Hedge funds continued to attract new capital during the fourth quarter, albeit at a slower pace. Hedge funds received USD30.4bn in the final three months of the year, compared with USD45.2bn between July and September, but roughly double the inflows from the same period of 2006, according to Chicago-based Hedge Fund Research. Total industry assets rose 30 per cent to USD1.87trn, including the USD194.5bn inflows for last year as a while.
Greenwich Alternative Investments said hedge funds posted an average gain of 11.5 per cent in 2007, outpacing the 5.5 per cent increase in the Standard & Poor’s 500 Index. Looking ahead, hedge funds expect to have a positive performance in 2008, according to a Lipper survey. Distressed debt, global macro, long/short equity and emerging markets are billed as likely top performers this year.

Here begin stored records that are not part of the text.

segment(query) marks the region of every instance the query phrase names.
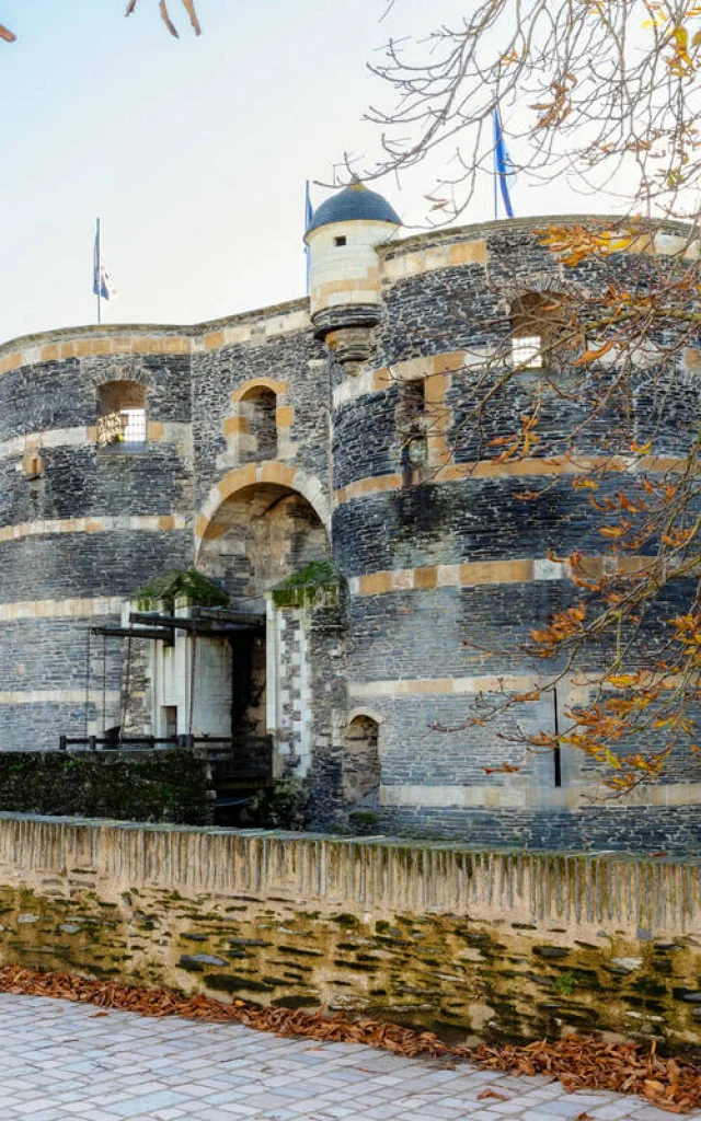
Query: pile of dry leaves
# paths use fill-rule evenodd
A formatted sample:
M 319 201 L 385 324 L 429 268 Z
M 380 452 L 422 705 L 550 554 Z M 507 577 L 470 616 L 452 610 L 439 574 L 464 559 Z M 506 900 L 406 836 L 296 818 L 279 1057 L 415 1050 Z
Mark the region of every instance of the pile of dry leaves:
M 141 1016 L 182 1016 L 193 1020 L 236 1021 L 258 1031 L 282 1036 L 306 1036 L 332 1043 L 363 1043 L 414 1058 L 469 1058 L 490 1071 L 511 1074 L 545 1074 L 559 1078 L 565 1090 L 612 1090 L 640 1094 L 670 1113 L 701 1108 L 701 1069 L 674 1058 L 662 1058 L 638 1044 L 598 1043 L 565 1036 L 517 1047 L 482 1045 L 474 1049 L 451 1047 L 432 1031 L 416 1031 L 378 1020 L 349 1020 L 342 1015 L 257 1008 L 242 1000 L 223 1004 L 209 997 L 186 997 L 174 989 L 147 989 L 94 981 L 73 973 L 43 973 L 20 965 L 0 966 L 0 992 L 58 997 L 99 1008 L 119 1008 Z M 491 1093 L 491 1092 L 490 1092 Z M 499 1096 L 499 1095 L 494 1095 Z M 582 1121 L 588 1117 L 580 1114 Z

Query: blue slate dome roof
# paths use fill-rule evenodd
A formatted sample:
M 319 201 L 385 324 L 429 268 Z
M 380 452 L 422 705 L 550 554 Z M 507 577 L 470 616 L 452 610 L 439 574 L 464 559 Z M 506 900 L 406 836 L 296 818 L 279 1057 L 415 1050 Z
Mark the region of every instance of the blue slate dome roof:
M 326 198 L 314 211 L 307 233 L 319 230 L 321 225 L 331 225 L 332 222 L 356 222 L 363 219 L 402 225 L 402 220 L 386 198 L 376 191 L 368 191 L 360 180 L 354 180 L 338 195 Z

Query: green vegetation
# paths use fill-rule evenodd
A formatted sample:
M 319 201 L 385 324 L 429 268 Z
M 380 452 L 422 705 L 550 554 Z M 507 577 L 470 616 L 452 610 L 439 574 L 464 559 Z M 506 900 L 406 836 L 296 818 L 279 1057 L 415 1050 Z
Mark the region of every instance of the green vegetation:
M 160 601 L 169 612 L 174 611 L 177 600 L 187 600 L 188 603 L 201 608 L 229 606 L 227 593 L 196 568 L 186 568 L 183 572 L 173 568 L 162 576 L 155 576 L 139 589 L 135 599 L 140 606 Z
M 206 825 L 206 761 L 194 751 L 3 751 L 0 810 Z
M 311 560 L 298 572 L 283 580 L 273 590 L 273 602 L 277 608 L 310 606 L 320 599 L 320 593 L 335 596 L 341 584 L 341 574 L 333 560 Z

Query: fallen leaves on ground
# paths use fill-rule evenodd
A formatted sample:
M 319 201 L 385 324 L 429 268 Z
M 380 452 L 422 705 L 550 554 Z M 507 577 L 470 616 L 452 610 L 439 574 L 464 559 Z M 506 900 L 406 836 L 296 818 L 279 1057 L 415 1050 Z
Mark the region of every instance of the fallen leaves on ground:
M 489 1071 L 511 1074 L 548 1074 L 568 1091 L 614 1090 L 640 1094 L 670 1113 L 701 1106 L 701 1069 L 674 1058 L 662 1058 L 639 1044 L 599 1043 L 580 1036 L 541 1039 L 519 1047 L 486 1044 L 470 1051 L 470 1059 Z
M 639 1094 L 670 1113 L 701 1108 L 701 1069 L 680 1059 L 663 1058 L 639 1044 L 600 1043 L 580 1036 L 546 1039 L 525 1046 L 502 1044 L 476 1048 L 452 1047 L 432 1031 L 403 1028 L 378 1020 L 350 1020 L 342 1013 L 257 1008 L 242 1000 L 224 1004 L 210 997 L 187 997 L 174 989 L 151 989 L 77 976 L 45 973 L 21 965 L 0 966 L 0 992 L 117 1008 L 141 1016 L 181 1016 L 192 1020 L 243 1023 L 258 1031 L 303 1036 L 323 1043 L 361 1043 L 407 1058 L 460 1057 L 489 1071 L 510 1074 L 544 1074 L 557 1078 L 568 1091 L 607 1090 Z M 95 1013 L 100 1015 L 100 1013 Z M 485 1091 L 480 1096 L 500 1096 Z M 584 1121 L 587 1113 L 581 1113 Z

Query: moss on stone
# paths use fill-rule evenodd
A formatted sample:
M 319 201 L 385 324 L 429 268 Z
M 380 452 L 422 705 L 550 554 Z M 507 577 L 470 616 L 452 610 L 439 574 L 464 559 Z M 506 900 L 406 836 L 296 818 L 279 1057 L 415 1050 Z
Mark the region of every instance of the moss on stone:
M 175 609 L 177 600 L 187 600 L 188 603 L 201 608 L 229 606 L 227 593 L 196 568 L 183 571 L 173 568 L 163 573 L 162 576 L 155 576 L 148 584 L 139 589 L 135 599 L 139 604 L 160 601 L 170 612 Z
M 341 574 L 333 560 L 311 560 L 273 589 L 276 608 L 304 608 L 316 603 L 320 593 L 338 592 Z
M 0 752 L 0 810 L 206 825 L 206 760 L 194 751 Z

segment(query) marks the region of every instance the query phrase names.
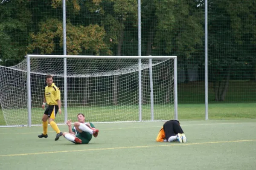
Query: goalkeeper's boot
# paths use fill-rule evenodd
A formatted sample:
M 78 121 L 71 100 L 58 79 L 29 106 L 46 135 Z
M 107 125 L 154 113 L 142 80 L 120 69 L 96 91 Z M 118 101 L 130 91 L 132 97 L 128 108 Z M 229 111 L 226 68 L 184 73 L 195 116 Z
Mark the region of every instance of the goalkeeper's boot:
M 46 135 L 44 135 L 44 134 L 42 133 L 41 135 L 38 135 L 38 138 L 47 138 L 48 137 L 48 135 L 47 134 Z
M 180 133 L 177 134 L 177 141 L 180 143 L 182 143 L 182 139 L 181 139 L 181 135 Z
M 62 136 L 62 132 L 61 132 L 58 133 L 57 133 L 57 135 L 56 135 L 56 138 L 55 138 L 55 141 L 58 141 L 59 139 L 59 138 L 60 138 L 60 137 L 61 137 L 61 136 Z
M 185 136 L 185 134 L 182 133 L 181 134 L 181 139 L 182 140 L 182 142 L 183 143 L 186 142 L 186 138 Z
M 95 129 L 93 130 L 93 135 L 95 137 L 97 137 L 98 136 L 98 134 L 99 134 L 99 130 L 98 129 Z
M 81 144 L 82 140 L 78 138 L 75 138 L 75 142 L 77 144 Z

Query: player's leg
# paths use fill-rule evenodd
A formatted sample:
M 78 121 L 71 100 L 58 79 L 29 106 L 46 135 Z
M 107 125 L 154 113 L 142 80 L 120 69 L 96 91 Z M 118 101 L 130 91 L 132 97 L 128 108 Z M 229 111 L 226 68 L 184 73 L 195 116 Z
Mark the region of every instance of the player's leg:
M 163 126 L 163 130 L 165 133 L 166 138 L 169 142 L 169 138 L 171 136 L 176 136 L 177 134 L 173 131 L 172 121 L 169 120 L 166 122 Z M 170 140 L 171 141 L 171 140 L 170 139 Z
M 163 124 L 163 130 L 166 133 L 166 137 L 169 142 L 177 141 L 180 143 L 182 142 L 180 133 L 177 133 L 175 131 L 174 128 L 176 123 L 179 123 L 178 121 L 172 120 L 169 120 Z
M 81 143 L 82 141 L 77 138 L 76 135 L 69 133 L 68 132 L 64 132 L 63 133 L 63 136 L 69 141 L 74 143 Z
M 97 137 L 99 133 L 99 130 L 95 129 L 93 130 L 92 129 L 83 123 L 81 123 L 78 122 L 76 122 L 74 123 L 74 126 L 76 127 L 76 129 L 79 132 L 86 132 L 90 134 L 93 135 L 95 137 Z
M 170 136 L 169 138 L 168 138 L 168 140 L 167 140 L 169 142 L 176 142 L 177 141 L 177 138 L 178 137 L 177 135 L 172 136 Z M 180 139 L 180 141 L 181 141 L 181 139 Z
M 47 138 L 48 137 L 48 135 L 47 134 L 47 130 L 48 128 L 48 122 L 47 121 L 48 119 L 48 111 L 49 109 L 47 108 L 43 117 L 42 117 L 42 121 L 43 121 L 43 133 L 38 136 L 38 138 Z
M 185 136 L 184 132 L 183 131 L 181 127 L 180 127 L 180 123 L 178 121 L 175 120 L 173 121 L 173 130 L 175 133 L 177 134 L 179 136 L 178 137 L 181 139 L 181 141 L 182 142 L 186 142 L 186 137 Z M 179 134 L 180 134 L 180 135 Z
M 56 115 L 58 110 L 58 107 L 56 105 L 53 105 L 49 106 L 49 111 L 48 113 L 49 113 L 49 114 L 48 115 L 48 116 L 49 118 L 48 119 L 48 122 L 52 128 L 57 133 L 56 138 L 55 138 L 55 141 L 57 141 L 58 140 L 60 137 L 62 135 L 62 133 L 61 132 L 58 125 L 54 122 L 54 119 L 55 119 L 55 117 L 56 117 Z

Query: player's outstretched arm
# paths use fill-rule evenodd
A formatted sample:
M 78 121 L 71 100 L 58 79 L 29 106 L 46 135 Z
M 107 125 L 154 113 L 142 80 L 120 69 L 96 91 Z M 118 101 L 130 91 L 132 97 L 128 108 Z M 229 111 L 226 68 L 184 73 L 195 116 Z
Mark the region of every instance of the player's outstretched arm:
M 68 120 L 67 121 L 67 125 L 68 126 L 68 132 L 71 134 L 76 134 L 74 132 L 72 131 L 72 122 L 71 119 Z

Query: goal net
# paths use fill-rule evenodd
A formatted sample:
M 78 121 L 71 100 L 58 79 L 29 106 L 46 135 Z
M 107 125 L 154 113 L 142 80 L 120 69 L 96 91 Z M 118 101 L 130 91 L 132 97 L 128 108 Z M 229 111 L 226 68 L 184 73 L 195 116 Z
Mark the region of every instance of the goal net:
M 14 66 L 0 66 L 0 102 L 7 125 L 26 125 L 30 121 L 41 125 L 49 74 L 61 90 L 58 123 L 74 122 L 79 113 L 94 122 L 175 118 L 176 57 L 30 56 L 29 70 L 26 60 Z

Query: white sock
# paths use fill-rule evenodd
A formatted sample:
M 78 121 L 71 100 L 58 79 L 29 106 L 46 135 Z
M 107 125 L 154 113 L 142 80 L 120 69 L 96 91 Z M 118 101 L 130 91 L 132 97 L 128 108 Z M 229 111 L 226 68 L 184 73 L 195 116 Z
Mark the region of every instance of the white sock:
M 79 129 L 83 130 L 84 132 L 89 132 L 90 134 L 92 135 L 93 133 L 93 130 L 92 129 L 90 129 L 88 126 L 86 126 L 83 123 L 80 123 L 80 125 L 78 127 Z
M 170 137 L 169 138 L 169 139 L 168 139 L 168 142 L 173 142 L 173 141 L 174 141 L 175 140 L 176 140 L 177 138 L 177 136 L 175 135 L 175 136 L 172 136 Z
M 66 134 L 64 137 L 70 141 L 75 142 L 75 137 L 69 133 Z

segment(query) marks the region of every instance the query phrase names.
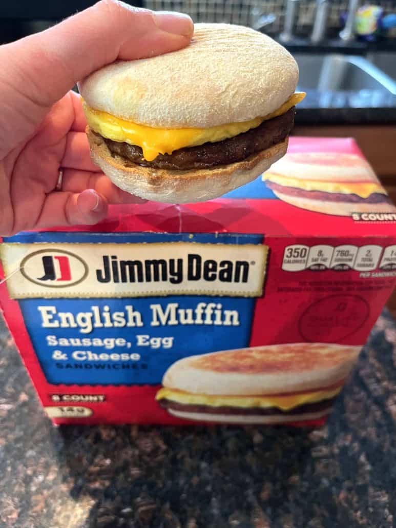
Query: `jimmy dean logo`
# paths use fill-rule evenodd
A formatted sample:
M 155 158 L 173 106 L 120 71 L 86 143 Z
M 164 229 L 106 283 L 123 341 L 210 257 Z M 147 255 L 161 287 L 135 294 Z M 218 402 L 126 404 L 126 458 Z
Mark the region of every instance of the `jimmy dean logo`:
M 260 297 L 268 248 L 178 242 L 5 243 L 0 251 L 15 299 Z
M 83 281 L 88 274 L 88 268 L 82 259 L 70 251 L 43 249 L 33 251 L 23 259 L 21 273 L 34 284 L 67 288 Z

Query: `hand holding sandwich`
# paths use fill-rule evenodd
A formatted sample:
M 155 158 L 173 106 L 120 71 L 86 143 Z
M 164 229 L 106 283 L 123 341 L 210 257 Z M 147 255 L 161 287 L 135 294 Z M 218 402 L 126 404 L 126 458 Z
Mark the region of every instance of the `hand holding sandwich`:
M 80 99 L 69 90 L 117 59 L 182 48 L 192 32 L 187 16 L 102 0 L 0 47 L 0 234 L 93 224 L 105 216 L 108 203 L 139 200 L 91 161 Z

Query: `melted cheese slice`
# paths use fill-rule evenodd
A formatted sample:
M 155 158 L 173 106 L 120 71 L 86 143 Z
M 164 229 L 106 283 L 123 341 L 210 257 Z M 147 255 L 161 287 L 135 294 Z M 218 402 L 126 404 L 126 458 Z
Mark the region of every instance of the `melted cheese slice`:
M 301 180 L 282 176 L 271 172 L 262 175 L 263 180 L 268 180 L 285 187 L 294 187 L 304 191 L 320 191 L 326 193 L 340 193 L 342 194 L 357 194 L 361 198 L 367 198 L 373 193 L 386 194 L 386 192 L 379 183 L 375 182 L 324 182 Z
M 245 409 L 276 407 L 282 411 L 288 411 L 300 405 L 328 400 L 336 396 L 342 388 L 342 387 L 340 386 L 327 390 L 284 396 L 213 396 L 193 394 L 164 387 L 158 391 L 155 399 L 166 399 L 187 405 L 205 405 L 211 407 L 240 407 Z
M 304 92 L 294 93 L 275 112 L 264 117 L 208 128 L 154 128 L 115 117 L 91 108 L 86 102 L 83 103 L 83 108 L 87 121 L 95 132 L 113 141 L 138 145 L 143 150 L 145 159 L 152 161 L 160 154 L 171 154 L 180 148 L 222 141 L 247 132 L 259 126 L 263 121 L 286 113 L 305 97 Z

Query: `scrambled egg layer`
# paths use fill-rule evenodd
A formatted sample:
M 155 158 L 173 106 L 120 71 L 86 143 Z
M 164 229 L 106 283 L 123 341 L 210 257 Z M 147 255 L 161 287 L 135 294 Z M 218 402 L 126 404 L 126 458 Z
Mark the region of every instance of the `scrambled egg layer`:
M 301 180 L 266 172 L 262 175 L 263 180 L 273 182 L 285 187 L 294 187 L 304 191 L 320 191 L 326 193 L 340 193 L 342 194 L 357 194 L 361 198 L 367 198 L 373 193 L 386 194 L 386 192 L 381 184 L 375 182 L 323 182 Z
M 83 107 L 87 121 L 93 130 L 108 139 L 140 147 L 145 159 L 150 162 L 160 154 L 171 154 L 180 148 L 222 141 L 247 132 L 259 126 L 263 121 L 286 113 L 305 97 L 304 92 L 296 92 L 275 112 L 263 117 L 208 128 L 154 128 L 91 108 L 86 102 L 83 103 Z
M 341 390 L 341 386 L 327 390 L 287 394 L 284 396 L 213 396 L 193 394 L 164 387 L 157 393 L 156 400 L 170 400 L 178 403 L 205 405 L 211 407 L 241 407 L 267 409 L 276 407 L 282 411 L 307 403 L 314 403 L 334 398 Z

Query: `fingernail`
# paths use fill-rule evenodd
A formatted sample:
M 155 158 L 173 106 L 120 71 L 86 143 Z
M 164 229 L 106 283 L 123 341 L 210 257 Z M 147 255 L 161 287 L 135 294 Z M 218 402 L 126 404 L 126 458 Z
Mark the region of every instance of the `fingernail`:
M 184 13 L 156 11 L 154 13 L 154 23 L 162 31 L 191 36 L 194 30 L 191 18 Z
M 96 212 L 99 209 L 100 196 L 93 189 L 86 189 L 77 199 L 79 209 L 83 211 Z

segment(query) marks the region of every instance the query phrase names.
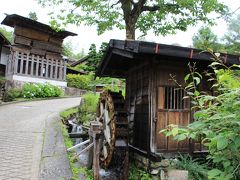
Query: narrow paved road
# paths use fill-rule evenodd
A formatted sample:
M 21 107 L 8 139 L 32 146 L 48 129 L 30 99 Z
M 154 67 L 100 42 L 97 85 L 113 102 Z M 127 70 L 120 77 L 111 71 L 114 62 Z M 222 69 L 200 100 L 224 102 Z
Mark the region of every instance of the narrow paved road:
M 0 106 L 1 180 L 68 179 L 71 172 L 59 130 L 59 112 L 79 105 L 80 99 Z M 58 168 L 56 164 L 62 167 Z

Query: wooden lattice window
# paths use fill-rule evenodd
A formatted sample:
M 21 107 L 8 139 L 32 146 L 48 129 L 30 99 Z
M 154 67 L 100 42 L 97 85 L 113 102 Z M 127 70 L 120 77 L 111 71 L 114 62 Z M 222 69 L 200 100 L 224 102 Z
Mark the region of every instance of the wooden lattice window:
M 178 87 L 165 86 L 158 88 L 159 109 L 165 110 L 183 110 L 187 108 L 187 103 L 183 99 L 184 90 Z

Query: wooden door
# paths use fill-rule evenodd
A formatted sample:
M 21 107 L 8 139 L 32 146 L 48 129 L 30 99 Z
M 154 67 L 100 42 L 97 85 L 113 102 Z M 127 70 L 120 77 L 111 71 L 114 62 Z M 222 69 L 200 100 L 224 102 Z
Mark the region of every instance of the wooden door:
M 173 86 L 157 88 L 157 122 L 156 148 L 157 152 L 188 151 L 189 141 L 177 142 L 172 137 L 159 133 L 169 124 L 187 126 L 190 123 L 189 101 L 184 100 L 184 90 Z

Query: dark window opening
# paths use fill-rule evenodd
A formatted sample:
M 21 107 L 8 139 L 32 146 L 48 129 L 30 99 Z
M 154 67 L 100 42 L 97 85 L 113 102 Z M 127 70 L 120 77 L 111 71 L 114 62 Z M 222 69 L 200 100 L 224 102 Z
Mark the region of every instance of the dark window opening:
M 184 109 L 184 90 L 177 87 L 164 87 L 164 109 Z

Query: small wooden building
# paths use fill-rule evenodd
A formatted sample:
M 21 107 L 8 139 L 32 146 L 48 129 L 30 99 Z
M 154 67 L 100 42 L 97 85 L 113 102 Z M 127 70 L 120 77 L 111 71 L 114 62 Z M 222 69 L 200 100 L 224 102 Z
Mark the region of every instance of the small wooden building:
M 10 45 L 11 43 L 8 39 L 0 32 L 0 76 L 5 77 L 6 65 L 10 54 Z
M 14 28 L 14 42 L 6 65 L 6 78 L 11 86 L 23 82 L 67 85 L 62 42 L 75 33 L 55 31 L 46 24 L 16 14 L 7 15 L 2 24 Z
M 99 77 L 126 79 L 126 107 L 130 147 L 148 158 L 169 157 L 178 152 L 201 153 L 198 142 L 176 142 L 159 134 L 169 124 L 186 126 L 193 121 L 191 104 L 170 74 L 185 85 L 188 63 L 199 72 L 207 70 L 210 53 L 172 45 L 141 41 L 111 40 L 97 71 Z M 224 55 L 225 63 L 239 64 L 239 57 Z M 201 88 L 210 91 L 207 82 Z

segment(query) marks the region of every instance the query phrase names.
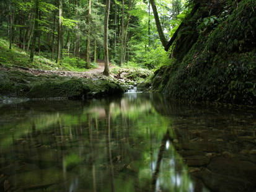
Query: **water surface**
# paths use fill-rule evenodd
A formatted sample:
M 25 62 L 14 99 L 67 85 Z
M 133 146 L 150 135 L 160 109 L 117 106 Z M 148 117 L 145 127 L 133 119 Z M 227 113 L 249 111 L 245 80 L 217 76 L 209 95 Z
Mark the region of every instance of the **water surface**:
M 252 110 L 157 95 L 0 108 L 1 191 L 255 191 Z

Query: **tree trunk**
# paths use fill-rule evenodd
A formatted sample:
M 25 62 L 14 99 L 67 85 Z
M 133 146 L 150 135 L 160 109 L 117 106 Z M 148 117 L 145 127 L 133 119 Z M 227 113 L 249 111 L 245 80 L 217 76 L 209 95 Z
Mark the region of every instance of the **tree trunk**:
M 53 16 L 53 40 L 51 41 L 51 60 L 53 60 L 53 54 L 54 54 L 54 41 L 55 39 L 55 20 L 56 20 L 56 11 L 54 12 L 54 16 Z
M 150 47 L 150 1 L 148 1 L 148 48 Z
M 76 20 L 78 21 L 78 0 L 76 0 Z M 78 34 L 78 22 L 76 25 L 76 38 L 74 45 L 73 56 L 77 57 L 79 55 L 79 34 Z
M 168 43 L 168 41 L 164 35 L 164 32 L 162 30 L 161 24 L 160 23 L 159 17 L 158 17 L 157 10 L 156 9 L 156 3 L 154 0 L 150 0 L 150 3 L 151 4 L 152 9 L 153 10 L 154 17 L 156 20 L 156 25 L 157 28 L 158 35 L 160 37 L 160 40 L 161 41 L 162 45 L 164 47 L 166 46 Z
M 59 20 L 58 23 L 58 47 L 57 47 L 57 58 L 56 63 L 61 64 L 61 38 L 62 38 L 62 0 L 59 0 Z
M 9 5 L 9 11 L 10 12 L 10 15 L 9 19 L 9 48 L 10 50 L 12 49 L 12 25 L 13 25 L 13 18 L 12 14 L 12 10 L 11 8 L 11 4 Z
M 110 0 L 106 0 L 106 10 L 105 12 L 104 20 L 104 61 L 105 69 L 103 74 L 107 76 L 109 76 L 109 61 L 108 48 L 108 18 L 109 9 L 110 7 Z
M 86 68 L 90 68 L 90 7 L 91 7 L 91 1 L 88 0 L 88 13 L 87 13 L 87 24 L 89 26 L 87 43 L 86 43 Z
M 115 2 L 115 19 L 114 19 L 114 25 L 115 25 L 115 33 L 114 33 L 114 58 L 115 58 L 116 56 L 116 52 L 117 52 L 117 4 Z
M 29 22 L 27 23 L 26 32 L 24 33 L 24 35 L 23 36 L 23 50 L 24 51 L 25 51 L 25 46 L 26 46 L 26 42 L 27 42 L 27 37 L 29 36 L 31 18 L 32 18 L 32 14 L 30 12 L 29 15 Z
M 94 40 L 94 63 L 97 63 L 97 42 L 96 40 Z
M 30 52 L 30 61 L 33 62 L 33 56 L 35 52 L 35 42 L 37 40 L 37 36 L 38 30 L 38 4 L 39 2 L 38 0 L 36 0 L 35 1 L 35 28 L 33 30 L 33 40 L 32 40 L 32 46 L 31 48 L 31 52 Z
M 41 11 L 39 11 L 39 20 L 41 20 Z M 38 26 L 40 27 L 40 25 Z M 41 32 L 38 30 L 38 54 L 40 54 Z
M 27 51 L 29 51 L 29 47 L 30 46 L 30 41 L 32 38 L 32 35 L 33 35 L 33 32 L 34 29 L 35 29 L 35 22 L 33 22 L 33 25 L 32 25 L 32 27 L 30 30 L 30 33 L 29 34 L 29 38 L 27 42 Z
M 124 54 L 124 41 L 125 41 L 125 0 L 122 0 L 122 15 L 121 20 L 121 51 L 120 51 L 120 65 L 124 63 L 123 54 Z

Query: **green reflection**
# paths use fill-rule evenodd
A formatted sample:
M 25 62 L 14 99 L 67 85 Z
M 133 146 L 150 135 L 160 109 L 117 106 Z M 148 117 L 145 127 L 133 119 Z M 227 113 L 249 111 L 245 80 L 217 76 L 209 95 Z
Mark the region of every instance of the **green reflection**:
M 149 94 L 0 108 L 0 191 L 207 191 L 191 111 Z

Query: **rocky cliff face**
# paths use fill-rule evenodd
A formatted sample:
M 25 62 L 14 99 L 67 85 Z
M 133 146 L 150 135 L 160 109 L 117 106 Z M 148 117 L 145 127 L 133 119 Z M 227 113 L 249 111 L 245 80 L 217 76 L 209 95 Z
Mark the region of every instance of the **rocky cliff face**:
M 153 87 L 176 98 L 256 104 L 256 1 L 201 1 L 155 72 Z

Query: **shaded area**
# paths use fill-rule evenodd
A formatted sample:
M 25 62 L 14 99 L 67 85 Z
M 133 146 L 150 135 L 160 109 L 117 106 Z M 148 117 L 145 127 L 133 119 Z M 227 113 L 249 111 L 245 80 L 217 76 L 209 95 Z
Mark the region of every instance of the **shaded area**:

Unhappy with a poor performance for 2007, investors in Renaissance Technologies’ Institutional Equities Fund have withdrawn USD4bn, the first year in which the firm has suffered a new outflow of capital, leaving it with USD22bn of assets.
Private Advisors of Richmond, Virginia, is establishing an office in London. The USD4bn manager of hedge funds and private equity wants to expand its global reach as well develop its investment strategies.
Deephaven chief executive Colin Smith, along with principals Shailesh Vasundhra and Matt Nunn will next month buy nearly half of the Minnetonka, Minnesota, firm from its owner, Knight Capital Group. The firm runs USD4.4bn in assets. New Jersey-based Knight will pursue strategic alternatives for its remaining stake. Goldman Sachs analyst Daniel Harris expects Deephaven to be worth as much as USD600m.
SAC Capital of Stamford, Connecticut, has lost president Brian Cohn and finance chief James Rowen. Cohn will take personal time while Rowen is going to New York-based Renaissance Technologies as chief operating officer next month. SAC, which manages USD15bn, replaced Rowen with its accounting and operations head Daniel Berkowitz.
Bear Stearns has named Michael Minnikes as chief executive of its securities division. Minnikes formerly was the treasurer and joint president of the unit that handles its global clearing and prime brokerage businesses. Robert Upton, who previously worked in a corporate treasurer role, now has Minnikes’s former title.
Meanwhile, Soros Fund Management has tapped BlackRock co-founder Keith Anderson as its investment chief. Anderson will start working at the New York outfit next month, replacing founder George Soros’s son, Robert, who stepped aside in July.